亚洲男人的天堂2018av,欧美草比,久久久久久免费视频精选,国色天香在线看免费,久久久久亚洲av成人片仓井空

Large scale vision and language models can achieve impressive zero-shot recognition performance by mapping class specific text queries to image content. Two distinct challenges that remain however, are high sensitivity to the choice of handcrafted class names that define queries, and the difficulty of adaptation to new, smaller datasets. Towards addressing these problems, we propose to leverage available data to learn, for each class, an optimal word embedding as a function of the visual content. By learning new word embeddings on an otherwise frozen model, we are able to retain zero-shot capabilities for new classes, easily adapt models to new datasets, and adjust potentially erroneous, non-descriptive or ambiguous class names.
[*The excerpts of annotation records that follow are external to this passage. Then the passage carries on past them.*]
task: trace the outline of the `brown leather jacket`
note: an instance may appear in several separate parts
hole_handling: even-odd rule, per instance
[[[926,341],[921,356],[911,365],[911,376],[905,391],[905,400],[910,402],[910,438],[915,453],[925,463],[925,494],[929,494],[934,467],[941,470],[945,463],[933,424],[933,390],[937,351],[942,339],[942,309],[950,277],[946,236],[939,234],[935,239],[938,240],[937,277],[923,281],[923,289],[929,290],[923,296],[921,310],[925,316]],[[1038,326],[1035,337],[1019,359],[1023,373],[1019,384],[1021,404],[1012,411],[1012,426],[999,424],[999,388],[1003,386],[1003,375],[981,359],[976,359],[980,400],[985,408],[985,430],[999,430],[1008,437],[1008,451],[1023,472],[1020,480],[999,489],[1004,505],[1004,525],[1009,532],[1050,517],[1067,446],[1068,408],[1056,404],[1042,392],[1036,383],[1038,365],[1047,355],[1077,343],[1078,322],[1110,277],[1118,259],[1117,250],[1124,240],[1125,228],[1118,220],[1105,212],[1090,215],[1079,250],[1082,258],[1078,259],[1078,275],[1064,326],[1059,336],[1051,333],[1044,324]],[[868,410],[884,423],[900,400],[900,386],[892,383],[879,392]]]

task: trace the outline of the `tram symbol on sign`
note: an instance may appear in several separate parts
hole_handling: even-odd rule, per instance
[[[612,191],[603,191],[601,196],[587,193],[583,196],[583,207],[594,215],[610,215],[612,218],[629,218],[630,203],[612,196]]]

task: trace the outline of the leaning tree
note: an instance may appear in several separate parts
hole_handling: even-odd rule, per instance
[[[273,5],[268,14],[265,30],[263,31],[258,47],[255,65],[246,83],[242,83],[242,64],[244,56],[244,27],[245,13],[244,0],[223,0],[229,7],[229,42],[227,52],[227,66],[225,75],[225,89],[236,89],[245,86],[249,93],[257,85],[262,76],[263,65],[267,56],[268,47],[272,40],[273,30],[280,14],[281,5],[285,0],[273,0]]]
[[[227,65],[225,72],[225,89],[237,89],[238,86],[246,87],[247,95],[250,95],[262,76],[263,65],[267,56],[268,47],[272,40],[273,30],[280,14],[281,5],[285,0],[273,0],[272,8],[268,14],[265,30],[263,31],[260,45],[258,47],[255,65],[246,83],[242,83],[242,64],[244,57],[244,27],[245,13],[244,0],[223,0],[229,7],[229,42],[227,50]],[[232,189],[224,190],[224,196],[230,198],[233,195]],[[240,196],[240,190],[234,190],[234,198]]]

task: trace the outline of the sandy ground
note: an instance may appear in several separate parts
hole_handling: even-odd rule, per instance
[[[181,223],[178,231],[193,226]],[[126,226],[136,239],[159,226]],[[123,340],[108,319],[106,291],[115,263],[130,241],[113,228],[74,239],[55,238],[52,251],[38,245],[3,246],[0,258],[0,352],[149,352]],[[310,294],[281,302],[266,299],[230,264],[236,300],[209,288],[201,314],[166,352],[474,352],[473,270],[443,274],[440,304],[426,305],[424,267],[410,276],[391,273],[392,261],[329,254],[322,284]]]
We show that our solution can easily be integrated in image classification and object detection pipelines, yields significant performance gains in multiple scenarios and provides insights into model biases and labelling errors.

相關內容

Despite the remarkable success of large-scale Language Models (LLMs) such as GPT-3, their performances still significantly underperform fine-tuned models in the task of text classification. This is due to (1) the lack of reasoning ability in addressing complex linguistic phenomena (e.g., intensification, contrast, irony etc); (2) limited number of tokens allowed in in-context learning. In this paper, we introduce Clue And Reasoning Prompting (CARP). CARP adopts a progressive reasoning strategy tailored to addressing the complex linguistic phenomena involved in text classification: CARP first prompts LLMs to find superficial clues (e.g., keywords, tones, semantic relations, references, etc), based on which a diagnostic reasoning process is induced for final decisions. To further address the limited-token issue, CARP uses a fine-tuned model on the supervised dataset for $k$NN demonstration search in the in-context learning, allowing the model to take the advantage of both LLM's generalization ability and the task-specific evidence provided by the full labeled dataset. Remarkably, CARP yields new SOTA performances on 4 out of 5 widely-used text-classification benchmarks, 97.39 (+1.24) on SST-2, 96.40 (+0.72) on AGNews, 98.78 (+0.25) on R8 and 96.95 (+0.6) on R52, and a performance comparable to SOTA on MR (92.39 v.s. 93.3). More importantly, we find that CARP delivers impressive abilities on low-resource and domain-adaptation setups. Specifically, using 16 examples per class, CARP achieves comparable performances to supervised models with 1,024 examples per class.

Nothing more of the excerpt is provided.